The hardest part of autonomous AI is not getting the model to sound intelligent. The hardest part is building a runtime that can keep a non-deterministic model inside reliable execution boundaries and tell the difference between a model that genuinely could not complete the work and a model that simply chose not to try.

That distinction is the whole game. And the more time I spend on it, the more convinced I am that the future of agent systems belongs to teams that treat autonomous execution as a systems problem, not a prompting problem.

I fell into most of the pitfalls described here before I understood what was actually happening. If this saves someone else from the same detours, that matters as much to me as shipping the engine itself.

If you want to follow along as I build Tandem into a genuinely autonomous execution engine, the project is open source.

github.com/frumu-ai/tandem

Top comments (2)

Andre Cytryn • Mar 18

the three-way state distinction (passed / needs_repair / blocked) is such a good call. binary pass/fail is what makes retry logic so weak in most agent frameworks — you need to know why it failed to do anything useful with that information on the next attempt.

the tools-offered vs tools-executed telemetry comparison is particularly sharp. a model lying about tool availability while the run log shows the opposite is exactly the kind of silent corruption that kills trust in autonomous systems. most people would have just assumed the prompt needed work.

curious about the declarative node contracts direction — are you thinking something like a schema the node author defines upfront, or more like inferred contracts from observed patterns across runs?

Evan Green • Mar 28

Hey, sorry I missed this. I’ve had my head down for the last two weeks.

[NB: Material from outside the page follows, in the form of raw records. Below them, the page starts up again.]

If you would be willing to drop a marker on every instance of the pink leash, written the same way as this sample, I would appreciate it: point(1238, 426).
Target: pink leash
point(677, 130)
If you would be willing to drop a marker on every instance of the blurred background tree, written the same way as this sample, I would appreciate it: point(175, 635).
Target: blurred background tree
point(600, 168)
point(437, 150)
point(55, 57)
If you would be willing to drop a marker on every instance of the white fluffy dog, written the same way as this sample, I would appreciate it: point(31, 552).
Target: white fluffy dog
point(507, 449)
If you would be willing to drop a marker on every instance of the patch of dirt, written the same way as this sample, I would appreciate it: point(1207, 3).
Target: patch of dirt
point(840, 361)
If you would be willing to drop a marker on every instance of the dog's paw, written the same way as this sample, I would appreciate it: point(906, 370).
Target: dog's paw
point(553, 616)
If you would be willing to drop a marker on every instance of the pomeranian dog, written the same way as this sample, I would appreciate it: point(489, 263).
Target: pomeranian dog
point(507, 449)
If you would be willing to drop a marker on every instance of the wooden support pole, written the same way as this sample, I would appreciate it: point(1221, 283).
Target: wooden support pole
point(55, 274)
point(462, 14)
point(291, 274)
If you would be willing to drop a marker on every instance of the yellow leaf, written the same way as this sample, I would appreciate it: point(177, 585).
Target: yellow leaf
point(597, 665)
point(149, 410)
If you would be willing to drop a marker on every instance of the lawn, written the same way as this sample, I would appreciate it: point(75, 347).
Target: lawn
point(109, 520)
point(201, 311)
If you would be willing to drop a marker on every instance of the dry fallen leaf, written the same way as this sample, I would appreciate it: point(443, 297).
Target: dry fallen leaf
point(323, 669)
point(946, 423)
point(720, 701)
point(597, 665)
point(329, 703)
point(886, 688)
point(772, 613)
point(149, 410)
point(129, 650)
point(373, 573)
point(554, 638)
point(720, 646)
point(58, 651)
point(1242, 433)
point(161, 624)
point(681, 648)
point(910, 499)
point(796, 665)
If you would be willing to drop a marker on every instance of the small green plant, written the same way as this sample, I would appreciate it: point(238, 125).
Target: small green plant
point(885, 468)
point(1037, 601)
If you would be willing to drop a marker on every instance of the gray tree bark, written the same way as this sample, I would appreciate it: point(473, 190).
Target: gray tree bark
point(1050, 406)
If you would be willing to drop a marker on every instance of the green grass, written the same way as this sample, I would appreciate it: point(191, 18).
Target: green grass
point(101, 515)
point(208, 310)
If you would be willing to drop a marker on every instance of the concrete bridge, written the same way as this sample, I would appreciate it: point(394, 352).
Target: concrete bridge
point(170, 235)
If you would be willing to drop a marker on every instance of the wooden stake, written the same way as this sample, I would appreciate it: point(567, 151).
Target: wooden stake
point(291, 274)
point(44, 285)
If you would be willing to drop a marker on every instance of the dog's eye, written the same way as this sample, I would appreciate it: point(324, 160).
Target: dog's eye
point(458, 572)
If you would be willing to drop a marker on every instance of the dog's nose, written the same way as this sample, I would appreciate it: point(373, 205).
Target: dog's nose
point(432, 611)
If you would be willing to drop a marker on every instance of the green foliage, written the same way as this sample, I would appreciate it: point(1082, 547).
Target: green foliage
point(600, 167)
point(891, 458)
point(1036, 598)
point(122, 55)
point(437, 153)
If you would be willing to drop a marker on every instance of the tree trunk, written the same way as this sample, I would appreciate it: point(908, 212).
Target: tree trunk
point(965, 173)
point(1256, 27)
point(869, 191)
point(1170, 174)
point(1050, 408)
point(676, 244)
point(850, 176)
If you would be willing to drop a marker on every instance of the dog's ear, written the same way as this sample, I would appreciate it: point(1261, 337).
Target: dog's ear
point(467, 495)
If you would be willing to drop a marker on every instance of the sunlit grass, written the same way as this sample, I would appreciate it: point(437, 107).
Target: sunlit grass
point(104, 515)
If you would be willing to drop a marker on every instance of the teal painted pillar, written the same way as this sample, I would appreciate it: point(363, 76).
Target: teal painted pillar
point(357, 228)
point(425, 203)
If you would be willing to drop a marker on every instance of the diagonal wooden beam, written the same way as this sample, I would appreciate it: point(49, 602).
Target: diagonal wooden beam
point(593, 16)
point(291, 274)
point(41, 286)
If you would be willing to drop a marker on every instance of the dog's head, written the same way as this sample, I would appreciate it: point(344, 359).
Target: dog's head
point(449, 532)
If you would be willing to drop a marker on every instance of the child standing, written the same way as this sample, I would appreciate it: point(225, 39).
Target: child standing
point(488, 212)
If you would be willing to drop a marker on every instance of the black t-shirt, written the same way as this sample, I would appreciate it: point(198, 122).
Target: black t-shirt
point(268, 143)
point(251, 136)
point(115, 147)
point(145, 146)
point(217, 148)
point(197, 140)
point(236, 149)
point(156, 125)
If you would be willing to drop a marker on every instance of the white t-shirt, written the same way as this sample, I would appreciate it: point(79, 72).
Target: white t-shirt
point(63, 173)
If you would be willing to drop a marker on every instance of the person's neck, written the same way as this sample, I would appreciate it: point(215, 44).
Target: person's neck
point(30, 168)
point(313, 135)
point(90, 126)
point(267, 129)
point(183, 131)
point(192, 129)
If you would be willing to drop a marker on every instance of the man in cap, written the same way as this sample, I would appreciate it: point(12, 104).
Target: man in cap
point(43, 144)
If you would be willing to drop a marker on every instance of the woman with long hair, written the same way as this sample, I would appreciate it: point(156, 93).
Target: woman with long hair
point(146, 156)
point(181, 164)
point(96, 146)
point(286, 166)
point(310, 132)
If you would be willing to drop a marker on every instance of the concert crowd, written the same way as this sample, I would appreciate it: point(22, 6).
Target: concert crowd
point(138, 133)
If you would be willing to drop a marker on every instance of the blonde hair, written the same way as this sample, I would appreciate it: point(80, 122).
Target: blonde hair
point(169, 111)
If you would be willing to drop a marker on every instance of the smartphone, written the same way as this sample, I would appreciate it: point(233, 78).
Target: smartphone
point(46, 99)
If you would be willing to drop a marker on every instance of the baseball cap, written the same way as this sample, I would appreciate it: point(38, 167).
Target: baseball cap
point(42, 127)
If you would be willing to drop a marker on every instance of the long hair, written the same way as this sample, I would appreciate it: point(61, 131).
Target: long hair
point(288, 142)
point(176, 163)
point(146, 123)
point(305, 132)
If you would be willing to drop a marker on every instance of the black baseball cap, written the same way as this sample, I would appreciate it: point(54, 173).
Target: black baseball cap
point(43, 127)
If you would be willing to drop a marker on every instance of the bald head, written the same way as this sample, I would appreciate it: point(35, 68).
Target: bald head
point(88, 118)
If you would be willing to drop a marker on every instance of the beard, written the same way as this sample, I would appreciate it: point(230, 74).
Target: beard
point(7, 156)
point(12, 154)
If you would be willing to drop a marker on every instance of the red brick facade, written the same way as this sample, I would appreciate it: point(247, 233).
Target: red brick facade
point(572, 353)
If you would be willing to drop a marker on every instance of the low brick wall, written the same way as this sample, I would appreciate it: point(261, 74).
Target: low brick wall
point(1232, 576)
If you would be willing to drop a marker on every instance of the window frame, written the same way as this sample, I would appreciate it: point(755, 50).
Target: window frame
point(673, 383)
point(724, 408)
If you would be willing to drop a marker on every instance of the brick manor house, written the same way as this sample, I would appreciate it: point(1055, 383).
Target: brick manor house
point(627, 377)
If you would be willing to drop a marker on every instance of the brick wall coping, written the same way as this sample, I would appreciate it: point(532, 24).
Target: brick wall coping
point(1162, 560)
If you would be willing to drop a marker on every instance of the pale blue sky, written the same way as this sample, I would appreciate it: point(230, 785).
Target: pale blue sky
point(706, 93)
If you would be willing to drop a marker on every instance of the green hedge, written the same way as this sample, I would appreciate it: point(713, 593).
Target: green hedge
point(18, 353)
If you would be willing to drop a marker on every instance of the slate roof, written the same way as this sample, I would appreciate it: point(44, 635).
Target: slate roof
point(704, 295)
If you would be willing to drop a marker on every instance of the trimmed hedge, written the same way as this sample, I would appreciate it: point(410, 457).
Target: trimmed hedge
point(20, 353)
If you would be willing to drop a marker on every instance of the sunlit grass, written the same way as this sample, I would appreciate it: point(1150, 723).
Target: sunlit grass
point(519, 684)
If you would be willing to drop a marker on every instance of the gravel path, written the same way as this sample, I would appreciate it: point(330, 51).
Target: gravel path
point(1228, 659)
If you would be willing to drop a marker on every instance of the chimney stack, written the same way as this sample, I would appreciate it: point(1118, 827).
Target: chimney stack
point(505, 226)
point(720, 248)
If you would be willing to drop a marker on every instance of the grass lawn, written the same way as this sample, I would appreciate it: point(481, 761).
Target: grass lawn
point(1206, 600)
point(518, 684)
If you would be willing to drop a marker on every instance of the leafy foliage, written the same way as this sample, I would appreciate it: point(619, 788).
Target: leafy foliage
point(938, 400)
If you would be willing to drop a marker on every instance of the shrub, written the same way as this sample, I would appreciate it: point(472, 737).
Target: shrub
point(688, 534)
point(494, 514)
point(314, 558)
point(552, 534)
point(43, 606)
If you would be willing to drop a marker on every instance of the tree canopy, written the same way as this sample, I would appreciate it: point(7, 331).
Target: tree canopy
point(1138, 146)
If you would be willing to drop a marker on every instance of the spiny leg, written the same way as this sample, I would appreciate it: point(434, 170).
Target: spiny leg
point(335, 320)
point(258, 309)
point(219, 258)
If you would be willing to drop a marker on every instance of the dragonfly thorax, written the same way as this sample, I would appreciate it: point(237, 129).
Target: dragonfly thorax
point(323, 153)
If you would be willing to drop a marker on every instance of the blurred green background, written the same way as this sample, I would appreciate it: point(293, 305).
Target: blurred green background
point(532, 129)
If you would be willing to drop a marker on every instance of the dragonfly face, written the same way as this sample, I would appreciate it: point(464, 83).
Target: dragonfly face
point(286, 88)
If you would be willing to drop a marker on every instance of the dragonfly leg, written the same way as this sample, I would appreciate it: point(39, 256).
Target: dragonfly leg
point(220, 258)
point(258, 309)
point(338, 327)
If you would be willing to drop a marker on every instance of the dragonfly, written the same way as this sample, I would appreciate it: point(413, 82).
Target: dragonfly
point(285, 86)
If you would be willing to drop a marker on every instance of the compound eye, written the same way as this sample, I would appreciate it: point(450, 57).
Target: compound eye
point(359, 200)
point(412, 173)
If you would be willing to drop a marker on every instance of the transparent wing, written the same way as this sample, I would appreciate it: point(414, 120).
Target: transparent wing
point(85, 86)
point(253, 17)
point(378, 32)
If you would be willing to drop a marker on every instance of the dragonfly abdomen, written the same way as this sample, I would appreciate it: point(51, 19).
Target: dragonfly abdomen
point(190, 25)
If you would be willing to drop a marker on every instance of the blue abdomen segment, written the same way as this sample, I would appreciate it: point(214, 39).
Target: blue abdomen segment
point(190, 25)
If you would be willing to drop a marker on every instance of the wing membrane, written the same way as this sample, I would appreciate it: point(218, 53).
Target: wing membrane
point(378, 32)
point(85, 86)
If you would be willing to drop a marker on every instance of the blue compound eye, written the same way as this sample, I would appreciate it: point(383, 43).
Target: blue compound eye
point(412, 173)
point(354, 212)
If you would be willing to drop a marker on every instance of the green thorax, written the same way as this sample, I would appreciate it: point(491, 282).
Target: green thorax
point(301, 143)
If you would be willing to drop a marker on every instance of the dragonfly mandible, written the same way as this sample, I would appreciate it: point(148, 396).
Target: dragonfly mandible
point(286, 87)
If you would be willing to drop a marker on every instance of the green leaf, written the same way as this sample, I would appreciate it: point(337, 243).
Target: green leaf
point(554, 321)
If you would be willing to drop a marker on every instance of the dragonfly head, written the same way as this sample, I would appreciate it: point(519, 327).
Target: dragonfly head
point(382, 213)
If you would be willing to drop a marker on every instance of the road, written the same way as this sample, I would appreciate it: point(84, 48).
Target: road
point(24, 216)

I learned the hard way that just using pass/fail was not enough context for the models to get reliable results from retries. The system needs to know whether it should retry, repair from partial progress, pause for approval, or stop because it is genuinely blocked.

If the models hallucinate, I can send back exactly what they missed. It’s not perfect yet, but it is much more deterministic.

For the declarative node contracts, I ended up going in a more explicit schema direction. Tandem now leans on compiler-owned plan/package structure with declared routines, steps, dependencies, context reads/writes, connector intent vs binding, success criteria, validation gates, and runtime handoff state. Observed patterns across runs are still useful, but more as feedback for overlap, reuse, improvement, and future compile suggestions, not as the source of truth.

The bigger shift since you wrote this is that Tandem has moved further toward a mission compiler model. I realized when I was trying to set up many schedules and agents manually that the engine itself could generate these using the schema. Instead of treating the run as a loose chat-driven workflow, we compile intent into a governed plan package that can be previewed, revised, approved, materialized, scheduled, and run with compartmentalized scope and explicit handoffs.

This will be included in the next release, hopefully this weekend as I'm still ironing out bugs in the UI.